How to reopen a train station

Understand the processes

Getting a station or line re-opened is not easy. There’s no central strategy for rail re-openings and not many have opened in the last few years.

The Government’s recent Rail White Paper says that the Government does not “envisage reopening lines” in the next couple of decades.
> The Rail White Paper

But don’t lose all hope! Reopenings do happen.

If you wish to reopen a line or station you will need to work with your local authority or passenger transport executive, which oversees public transport in many parts of the country. Many of the line and station re-openings in recent years have been due to their efforts, probably because they recognise that railways bring major social, economic, regeneration and environmental benefits to an area:

  • The Robin Hood line re-opening between Nottingham and Mansfield through the former Nottinghamshire coalfield area in the 1990s was largely driven by Nottinghamshire County Council. The council had an important role in the leasing, funding and operation of the line. The 32-miles line cost £28 million to re-open to passenger trains
  • Horwich Parkway station opened in 1999 on the Manchester-Preston line at a cost of £3.1 million. It was built to serve a new shopping complex and football stadium as well as to provide a park-and-ride facility. Greater Manchester Passenger Transport Executive was the main funder with help from local developers
  • Warwick Parkway station, opened in 2000, was mainly a commercial initiative by Chiltern Railways, although the local authorities did provide 20% of the £5.2 million capital funding.

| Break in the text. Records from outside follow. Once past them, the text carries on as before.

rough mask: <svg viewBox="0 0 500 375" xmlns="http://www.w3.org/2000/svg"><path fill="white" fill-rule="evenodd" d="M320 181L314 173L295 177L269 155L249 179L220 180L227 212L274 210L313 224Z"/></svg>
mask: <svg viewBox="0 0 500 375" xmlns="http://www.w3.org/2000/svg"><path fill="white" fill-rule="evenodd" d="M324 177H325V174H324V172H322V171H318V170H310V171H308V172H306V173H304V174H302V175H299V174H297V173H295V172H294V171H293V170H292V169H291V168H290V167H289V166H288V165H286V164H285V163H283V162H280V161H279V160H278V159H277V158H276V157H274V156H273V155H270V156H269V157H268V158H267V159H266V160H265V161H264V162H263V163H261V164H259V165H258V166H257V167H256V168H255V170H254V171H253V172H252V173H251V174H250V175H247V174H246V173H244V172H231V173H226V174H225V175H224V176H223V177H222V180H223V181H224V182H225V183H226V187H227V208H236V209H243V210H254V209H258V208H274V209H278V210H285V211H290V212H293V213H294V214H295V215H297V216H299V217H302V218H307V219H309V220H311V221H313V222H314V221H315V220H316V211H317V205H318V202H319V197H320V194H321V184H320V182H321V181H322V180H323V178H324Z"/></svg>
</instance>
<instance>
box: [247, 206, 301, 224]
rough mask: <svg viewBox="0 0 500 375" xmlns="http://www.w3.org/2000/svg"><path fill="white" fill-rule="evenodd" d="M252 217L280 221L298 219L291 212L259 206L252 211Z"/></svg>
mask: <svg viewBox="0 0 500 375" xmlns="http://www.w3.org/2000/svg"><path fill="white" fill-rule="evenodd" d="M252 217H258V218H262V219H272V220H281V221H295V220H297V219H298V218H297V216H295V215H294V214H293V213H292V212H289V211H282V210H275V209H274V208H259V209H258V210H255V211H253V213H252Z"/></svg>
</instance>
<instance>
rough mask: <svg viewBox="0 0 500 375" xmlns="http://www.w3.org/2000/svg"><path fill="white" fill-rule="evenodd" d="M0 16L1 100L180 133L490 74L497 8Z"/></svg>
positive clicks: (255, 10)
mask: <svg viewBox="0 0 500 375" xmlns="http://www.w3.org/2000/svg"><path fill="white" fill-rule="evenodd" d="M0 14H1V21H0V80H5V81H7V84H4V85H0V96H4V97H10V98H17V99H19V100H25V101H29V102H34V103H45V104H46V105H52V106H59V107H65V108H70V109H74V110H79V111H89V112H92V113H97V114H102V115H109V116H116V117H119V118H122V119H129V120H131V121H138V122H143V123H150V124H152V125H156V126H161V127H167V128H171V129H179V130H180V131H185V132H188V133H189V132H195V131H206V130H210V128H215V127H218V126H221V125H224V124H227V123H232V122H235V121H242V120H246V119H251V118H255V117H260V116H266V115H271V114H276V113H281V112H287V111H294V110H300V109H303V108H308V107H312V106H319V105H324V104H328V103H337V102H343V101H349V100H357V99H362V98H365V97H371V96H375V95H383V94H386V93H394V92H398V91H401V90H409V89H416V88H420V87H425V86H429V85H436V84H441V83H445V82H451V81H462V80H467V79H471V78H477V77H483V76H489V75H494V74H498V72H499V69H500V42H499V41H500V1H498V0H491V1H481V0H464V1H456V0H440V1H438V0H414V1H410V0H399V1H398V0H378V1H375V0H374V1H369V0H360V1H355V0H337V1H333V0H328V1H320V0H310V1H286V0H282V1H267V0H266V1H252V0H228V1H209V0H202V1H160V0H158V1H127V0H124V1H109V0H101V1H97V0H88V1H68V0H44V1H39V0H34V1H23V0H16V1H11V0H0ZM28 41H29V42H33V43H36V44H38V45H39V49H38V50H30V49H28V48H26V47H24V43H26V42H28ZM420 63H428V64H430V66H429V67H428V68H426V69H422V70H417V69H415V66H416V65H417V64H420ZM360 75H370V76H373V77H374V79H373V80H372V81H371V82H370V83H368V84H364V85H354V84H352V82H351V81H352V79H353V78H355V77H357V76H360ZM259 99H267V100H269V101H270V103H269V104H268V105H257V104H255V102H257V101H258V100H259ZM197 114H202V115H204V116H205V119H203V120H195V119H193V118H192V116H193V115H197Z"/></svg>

> See if your area has a passenger transport executive

Probably the biggest block to rail reopening is cost. East Sussex County Council was interested in reopening the Lewes-Uckfield rail line and put the aspiration in its local transport plan for the period 2000-2005. But at the end of that period, the aspiration still hadn’t been met. Cost was blamed for lack of progress:

“Funding and ‘buy in’ from the rail industry are major constraints on the promotion of new station proposals. Developer funding is considered the only viable way of achieving the support needed for construction. Significant new development provides extra potential patronage, and this makes a station a more attractive proposition to the rail industry.” (East Sussex county council website)

 

But the council hasn’t given up on the idea. Its current local transport plan, covering 2006-2001 still refers to the project:

“The Rail Development Strategy… identifies a number of priority areas including … reinstatement of rail services between Lewes, Uckfield and Tunbridge Wells. The Strategy commits the County Council to a continuing role in exploring the feasibility of these improvements and lobbying for them with other local authorities and the rail industry.” (East Sussex county council website

The lesson from East Sussex is that developer funding and joint working are increasingly important in any reopening scheme.